Consideremos esto: empezado el siglo XXI y antes de que los gañanes del Elías Ahuja hubieran alcanzado siquiera la pubertad, cientos de mujeres ya habían sido acuchilladas, atropelladas, amartilladas, incendiadas y golpeadas hasta la muerte sin que haya habido ministra, ministro o ministre capaz de detener la sangría (algunos, más bien, parecen dispuestos a ensancharla por acción u omisión). Consideren esto también: en las últimas elecciones, más de tres millones y medio de españolas y españoles adultos (muchos de ellos muy adultos) han prestado su voto (y con él su legitimidad) a una formación política que niega la violencia de género y tiene en el machismo uno de sus principales referentes ideológicos. Y tan ricamente se asienta en nuestras cámaras soberanas. Y añadan algo más: sabemos positivamente que nuestra sociedad conspiranoica cobija toda clase de creencias retorcidas, entre ellas la de que en realidad las mujeres son una amenaza para los hombres, a los que asesinan con la complicidad de nuestro gobierno, que trabaja para ocultarnos esta realidad. Enredados en estos mimbres, es difícil urdir el cesto de nuestra indignación sin ponernos en evidencia. Me pregunto, en fin, si en verdad no moramos todos encerrados en un gran Colegio Mayor cuyos sólidos muros, a fuerza de convivir entre ellos, se nos han hecho invisibles.

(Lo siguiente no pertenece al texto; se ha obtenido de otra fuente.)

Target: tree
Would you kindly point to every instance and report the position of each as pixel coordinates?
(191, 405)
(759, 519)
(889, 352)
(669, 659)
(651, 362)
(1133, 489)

Como no podía ser menos, creo que quien mejor ha resumido todo esto ha sido una mujer. Solo que no era una intelectual, ni una diputada, ni una víctima de nada, sino esa usuaria de Twitter que por unos instantes y hace unas semanas pasó por mi pantalla felicitándose aliviada de haber podido pasar por una juventud anónima en un tiempo en el que no existían los teléfonos móviles ni el escrutinio de las cámaras y las redes. Entendí que sus 280 caracteres nos ponían a todos frente a un espejo que no nos devolvía una imagen agradable. Pulsé el me gusta. Cómo no hacerlo.